The point of the movie isn’t, however, to make us feel for the plight of the homeless, or even to have them serve as the source of the horror. No, Street Trash is purely about how far it can take its puerile sensibilities. Which is why I like it. It’s not a scary film in the usual sense; we aren’t sat with bated breath as the protagonist explores some poky hovel with hundreds of hiding places for the monster/killer.

What makes Street Trash a daunting experience is how gleefully it shows off its bleak, misanthropic world-view. This is a world where marauding men carry women off to be brutally gang raped, or where a game of ‘keep away’ is played with a dismembered knob. A world in which people knowingly drink substances that cause their insides to ooze out in a rainbow of gore. Out of context, it sounds utterly nihilistic. But in the film’s world, this is all played for entertainment.
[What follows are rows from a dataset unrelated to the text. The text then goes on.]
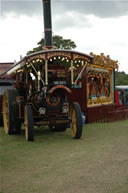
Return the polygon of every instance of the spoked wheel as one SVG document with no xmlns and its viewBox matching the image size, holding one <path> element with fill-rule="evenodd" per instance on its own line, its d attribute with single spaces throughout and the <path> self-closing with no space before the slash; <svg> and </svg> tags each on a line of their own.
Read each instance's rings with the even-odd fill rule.
<svg viewBox="0 0 128 193">
<path fill-rule="evenodd" d="M 70 127 L 72 130 L 72 137 L 80 139 L 82 135 L 82 117 L 80 105 L 77 102 L 74 102 L 70 106 Z"/>
<path fill-rule="evenodd" d="M 6 90 L 3 95 L 3 122 L 6 134 L 14 132 L 12 102 L 11 90 Z"/>
<path fill-rule="evenodd" d="M 21 122 L 18 119 L 18 92 L 15 89 L 6 90 L 3 96 L 3 122 L 6 134 L 20 133 Z"/>
<path fill-rule="evenodd" d="M 19 114 L 19 106 L 18 104 L 16 104 L 16 97 L 19 96 L 19 93 L 17 90 L 12 89 L 11 90 L 11 94 L 12 94 L 12 98 L 14 102 L 13 105 L 13 115 L 14 115 L 14 132 L 16 134 L 19 134 L 21 132 L 21 121 L 18 118 L 18 114 Z"/>
<path fill-rule="evenodd" d="M 66 131 L 67 124 L 59 124 L 59 125 L 56 125 L 55 127 L 49 126 L 49 128 L 50 128 L 50 131 L 63 132 L 63 131 Z"/>
<path fill-rule="evenodd" d="M 24 110 L 25 138 L 34 141 L 34 120 L 31 105 L 26 105 Z"/>
</svg>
Writer Roy Frumkes claimed “I wrote it to democratically offend every group on the planet,” and it shows. Just like Robocop, Street Trash gains power from its willingness to push the buttons of society with an outlandish view of death and morality. The mesmerizing use of colour to simulate gore gives the film an unique appearance; it too can sing a rainbow – a rainbow of death. Seeing a man slowly melt away into a toilet bowl – his flesh a liquefying blue and green matter – is a rather unforgettable experience. As is watching a decaying woman tear through her chest and let the sludgy pink remains of her breast ooze out.

Street Trash aims for colour not just the grotesque and is all the more memorable for it. It has a rich biopunk palette of striking greens, purples, and blues, which help to elevate the bodily mutilations into an art-form. The aforementioned genitalia throwing scene serves as the perfect summation of Street Trash.